Open eagsalazar opened 10 years ago

eagsalazar commented 10 years ago

I can consistently reproduce this error in chrome.

Category = persistence.define('Category', {name: 'TEXT'})
Note = persistence.define('Note', {text: 'TEXT'})
Note.hasOne('category', Category)
persistence.schemaSync()

n = new Note({text: 'foobar'});
c = new Category({name: 'stuff'})
n.category = c

persistence.flush()

Both n and c are written to db. No persistence.add is ever called on either one.

Just another question, why not just allow for entities to be individually persisted by calling n.persist() for example? Having a global tracking and global flush is surprising and unusual for an orm at least in my experience.

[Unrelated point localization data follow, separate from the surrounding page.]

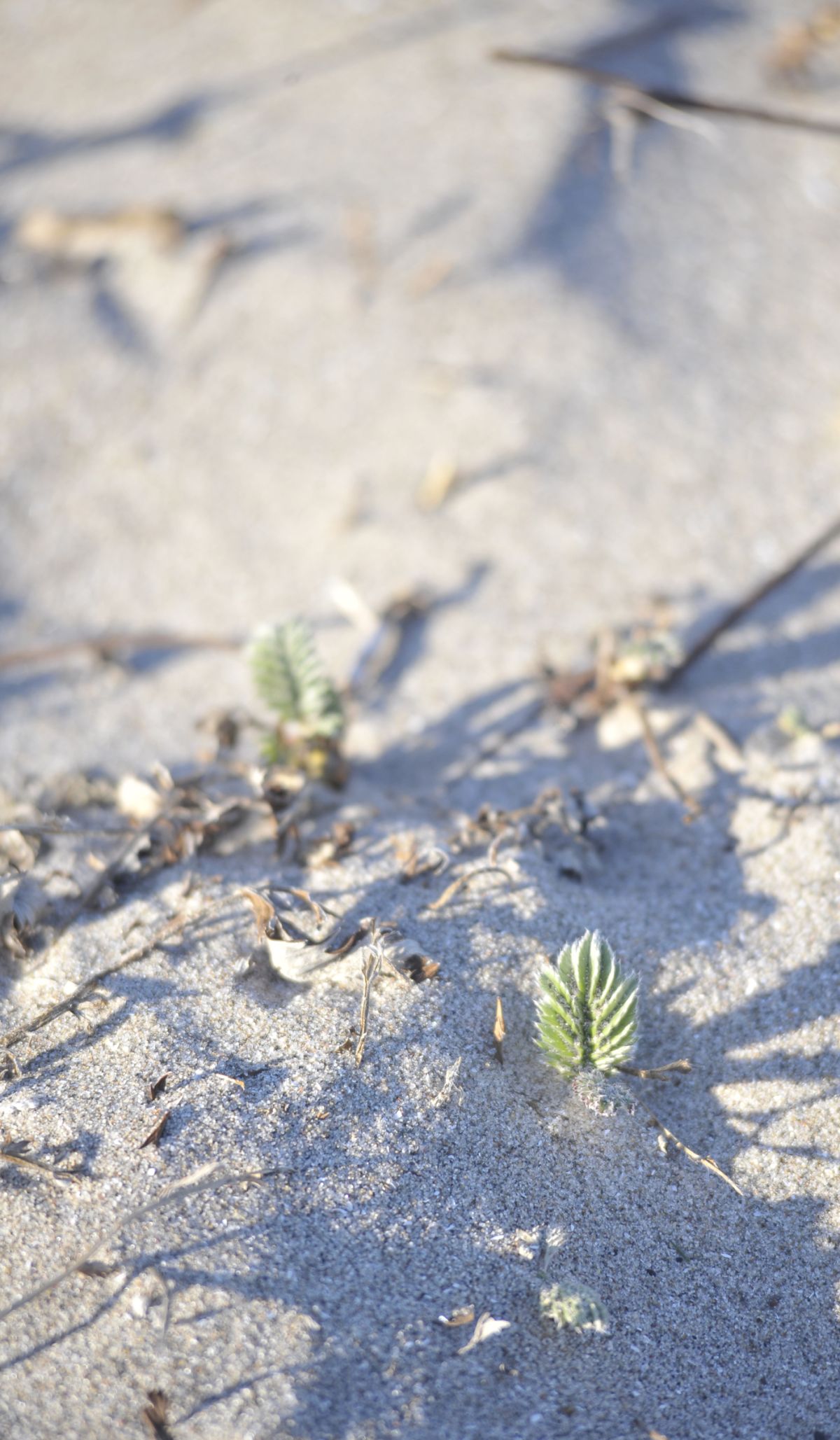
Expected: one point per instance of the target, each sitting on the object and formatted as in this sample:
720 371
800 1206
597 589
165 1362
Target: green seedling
574 1306
290 678
588 1021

eagsalazar commented 10 years ago

Also with global track/flush it isn't clear how to reliably implement validations in a wrapper class since the underlying model can be saved at any time without the opportunity to check for valid values.

zefhemel commented 10 years ago

Whenever entity objects are set to point to each other they are both persistnce.add'ed. The reason for this is to ensure that there are no broken links in the database, i.e. that a property of entity X points Y, and Y was never saved to the database.

tiagoengel commented 9 years ago

+1. Is there a workaround to avoid this? In my case this behavior is really a problem, a lot of objects are saved automatically without validation.